The Tiger’s Bride, Angela Carter

Continuing through The Bloody Chamber, we come upon The Tiger’s Bride, a second re-imagining of the Beauty and The Beast fairytale.

Here, we are even further away from the traditional or Disneyfied incarnations of the story and it strikes the reader as a much darker tale than The Courtship of Mr Lyon with which it begs to be compared.

The passage of the young girl from daughter to wife is similar albeit in a first rather than third person narrative. But, here, the transformation is far more clearly a transaction as the opening lines make clear:

“My father lost me to The Beast at cards.”

Unlike Beauty’s father who brings her to the Beast because of his wish to give her a simple gift of a rose, the Bride’s father brings her to La Bestia because of his own avarice and greed. He literally reduces her to a chattel to be traded and gambled.

And, as is the nature of a trade, that attitude is reciprocated: La Bestia treats her as a chattel in his acceptance of her as a gambling stake just as much as her father does in offering her. La Bestia may growl that

“If you are so careless of your treasures, you should expect them to be taken from you”

but that reflects on his more astute ability to value the Bride’s worth rather than any recognition that she is more than a valued “treasure”.

Of course, the objectification of women is a centuries old tradition in which marriage was used to cement alliances and secure fortunes: Juliet is told by her father

“an you are mine, I will give you to my friend,
An you are not, hang, beg, starve in the street”.

Carter here takes this tradition to its most extreme degree: not only is the Bride a piece of property; she is an undervalued piece of property squandered as her father fritters her away in a selfish gamble. Even the Bride accepts that

“my own skin was my sole capital in the world and today I’d make my first investment”

And then we see the most appalling extremity of the objectification of women: the Bride’s “clockwork twin”, the automaton

“soubrette from an operetta, with glossy, nut brown curls, rosy cheeks, blue rolling eyes… and there is a musical box where her heart should be; she tinkles as she rolls towards me on her tiny wheels.
My maid halted, bowed; from a split seam at the side of her bodice protrudes the handle of a key. She is a marvellous machine, the most delicately balanced system of cords and pulleys in the world.”

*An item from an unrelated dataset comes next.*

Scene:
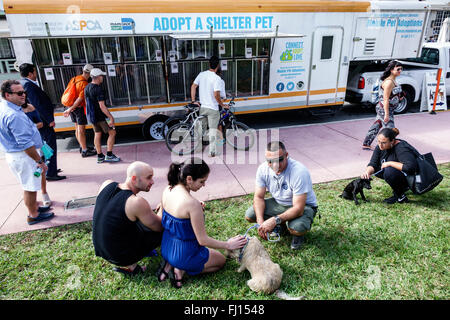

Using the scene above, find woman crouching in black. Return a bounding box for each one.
[361,128,417,204]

This soubrette echoes the clothing and mask worn by La Bestia: the too perfect too symmetrical mask behind which he hides his true bestial form. In his he is again very similar to the Beast of The Courtship of Mr Lyon whose leonine appearance is offset by his “smoking jacket of dull red brocade”. The similarities between the two – their restraint of their animal natures, their shame at their animal natures – is unsurprising. Shaved, there is no difference at all between a lion and a tiger save that the tiger’s skin is striped as its fur is.

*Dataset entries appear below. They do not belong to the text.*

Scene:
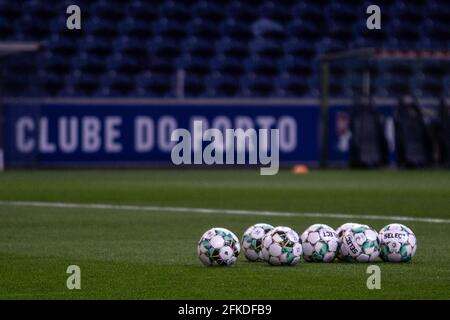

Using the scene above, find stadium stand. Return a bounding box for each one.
[0,0,450,97]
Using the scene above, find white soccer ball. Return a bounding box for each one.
[339,225,380,262]
[242,223,273,261]
[261,227,302,266]
[300,224,339,262]
[336,222,369,260]
[378,223,417,262]
[197,228,241,266]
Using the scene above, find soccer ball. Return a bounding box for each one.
[242,223,273,261]
[339,225,380,262]
[378,223,417,262]
[197,228,241,266]
[261,227,302,266]
[336,222,369,260]
[300,224,339,262]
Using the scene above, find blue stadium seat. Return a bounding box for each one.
[249,39,283,60]
[260,1,292,23]
[245,57,279,77]
[90,0,125,22]
[0,0,22,19]
[148,57,177,76]
[187,18,221,41]
[148,37,182,58]
[211,56,245,77]
[100,71,135,97]
[193,0,226,23]
[221,19,253,41]
[42,52,72,76]
[108,53,143,76]
[206,74,240,97]
[184,73,206,97]
[275,73,309,98]
[82,17,119,41]
[0,0,450,97]
[178,55,211,76]
[160,1,191,22]
[80,36,113,57]
[154,18,187,41]
[184,37,216,59]
[217,38,249,59]
[73,53,108,75]
[128,0,160,24]
[136,74,175,97]
[241,74,273,97]
[115,36,147,63]
[227,1,258,23]
[120,17,154,41]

There is something painfully artificial and repulsive in the image of both the mask and the soubrette: imitations of a socially imposed set of rules and appearances. And doesn’t that apply to us all? No one is ever entirely themselves: the identity we present to the world at anyone time is only ever a mask of the most socially acceptable part of ourselves, or of those aspects of our personalities which we believe will be accepted most readily or be most advantageous to ourselves. And that mask in Carter’s tale does not simply include the physical mask of La Bestia but also the clothes, the make up and even the face and flesh of the Bride.

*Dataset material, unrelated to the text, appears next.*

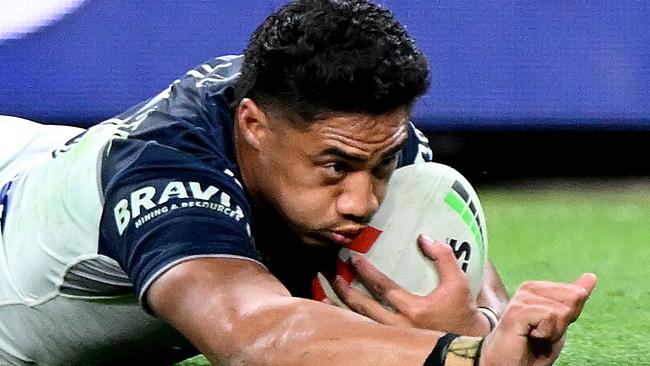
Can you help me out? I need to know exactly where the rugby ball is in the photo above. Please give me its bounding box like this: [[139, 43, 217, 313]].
[[312, 163, 488, 307]]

For that reason, my interpretation of the final transformation as La Bestia licks the flesh from his Bride’s true form is not negative. He is not a predatory or domineering male enforcing his image onto his wife; he is allowing her to escape exactly that fate which society would have imposed upon her. The nudity he wishes from her is not the sexual negotiation that she – and the reader – imagine but the honesty of revealing her true nature beneath her skin; her father’s possessions are returned to him; and the final transformation is given readily and voluntarily.

For me, this makes the final transformation a release.